Immunochemical studies of human high molecular weight kininogen and of its complexes with plasma prekallikrein or kallikrein.

作者信息

Kerbiriou D M, Bouma B N, Griffin J H

出版信息

J Biol Chem. 1980 May 10;255(9):3952-8.

PMID:6154706
Abstract

Human plasm contains at least two distinct kininogens, designated high Mr and low Mr kininogens, that differ in their Mr and susceptibility to different kallikreins. By limited proteolysis, plasma kallikrein cleaves high Mr kininogen to liberate kinin and gives a molecule containing two disulfide-linked polypeptide chains. Following reduction and alkylation of the two-chain molecule, the heavy chain and the light chain were isolated, and antisera were raised in goats against the alkylated heavy and light chains. The anti-heavy chain antiserum immunoprecipitated both high Mr and low Mr kininogen, whereas the anti-light chain antiserum was specific for high Mr kininogen. Thus, the heavy chain of kinin-free high Mr kininogen and low Mr kininogen extensively share identical immunologic determinants.
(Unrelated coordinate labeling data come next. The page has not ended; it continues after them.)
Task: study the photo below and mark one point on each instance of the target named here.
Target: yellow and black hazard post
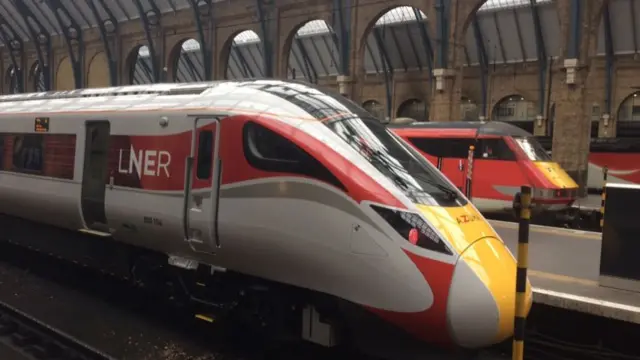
(469, 176)
(605, 172)
(522, 203)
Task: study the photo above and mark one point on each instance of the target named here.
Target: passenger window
(205, 155)
(1, 152)
(268, 151)
(28, 154)
(494, 149)
(444, 147)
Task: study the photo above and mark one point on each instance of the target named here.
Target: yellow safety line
(204, 317)
(589, 235)
(562, 278)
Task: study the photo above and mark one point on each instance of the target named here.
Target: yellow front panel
(492, 263)
(461, 225)
(556, 175)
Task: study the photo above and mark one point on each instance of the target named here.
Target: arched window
(415, 109)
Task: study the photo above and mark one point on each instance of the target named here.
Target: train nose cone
(482, 297)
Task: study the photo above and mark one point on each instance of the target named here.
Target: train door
(202, 185)
(94, 177)
(455, 164)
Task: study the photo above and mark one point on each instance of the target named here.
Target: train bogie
(503, 158)
(272, 180)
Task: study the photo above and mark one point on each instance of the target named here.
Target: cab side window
(494, 149)
(266, 150)
(444, 147)
(205, 154)
(1, 152)
(28, 154)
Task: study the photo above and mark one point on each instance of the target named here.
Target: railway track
(36, 340)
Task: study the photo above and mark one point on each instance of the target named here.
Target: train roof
(279, 97)
(481, 127)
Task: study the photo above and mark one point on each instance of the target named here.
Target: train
(268, 182)
(504, 158)
(619, 156)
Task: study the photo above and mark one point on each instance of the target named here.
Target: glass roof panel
(400, 14)
(314, 27)
(507, 4)
(245, 37)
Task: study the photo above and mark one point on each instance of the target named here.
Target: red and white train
(505, 157)
(620, 156)
(265, 179)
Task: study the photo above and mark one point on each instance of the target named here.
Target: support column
(540, 126)
(607, 126)
(203, 15)
(445, 101)
(345, 85)
(572, 127)
(269, 18)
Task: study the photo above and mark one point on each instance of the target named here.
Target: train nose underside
(481, 305)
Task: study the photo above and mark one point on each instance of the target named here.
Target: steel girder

In contrast, the immunologic determinants of the isolated light chain are unique to high Mr kininogen. Using immunochemical techniques, it was shown that high Mr kininogen or the light chain derived from it forms a complex either with prekallikrein or with kallikrein. Titrations of prekallikrein or kallikrein with increasing amounts of either high Mr kininogen or its alkylated light chain indicated that the complexes contain equimolar amounts of each molecule. These results show that a single site for prekallikrein or kallikrein binding to high Mr kininogen resides in the light chain region of the molecule.

摘要

人血浆含有至少两种不同的激肽原,分别称为高分子量激肽原和低分子量激肽原,它们在分子量以及对不同激肽释放酶的敏感性方面存在差异。通过有限的蛋白水解作用,血浆激肽释放酶切割高分子量激肽原以释放激肽,并产生一个包含两条二硫键连接的多肽链的分子。在对该双链分子进行还原和烷基化处理后,分离出重链和轻链,并在山羊体内制备了针对烷基化重链和轻链的抗血清。抗重链抗血清能免疫沉淀高分子量激肽原和低分子量激肽原,而抗轻链抗血清则对高分子量激肽原具有特异性。因此,无激肽的高分子量激肽原和低分子量激肽原的重链广泛共享相同的免疫决定簇。相比之下,分离出的轻链的免疫决定簇是高分子量激肽原所特有的。使用免疫化学技术表明,高分子量激肽原或其衍生的轻链与前激肽释放酶或激肽释放酶形成复合物。用越来越多的高分子量激肽原或其烷基化轻链对前激肽释放酶或激肽释放酶进行滴定表明,这些复合物中每个分子的含量是等摩尔的。这些结果表明,前激肽释放酶或激肽释放酶与高分子量激肽原结合的单个位点位于该分子的轻链区域。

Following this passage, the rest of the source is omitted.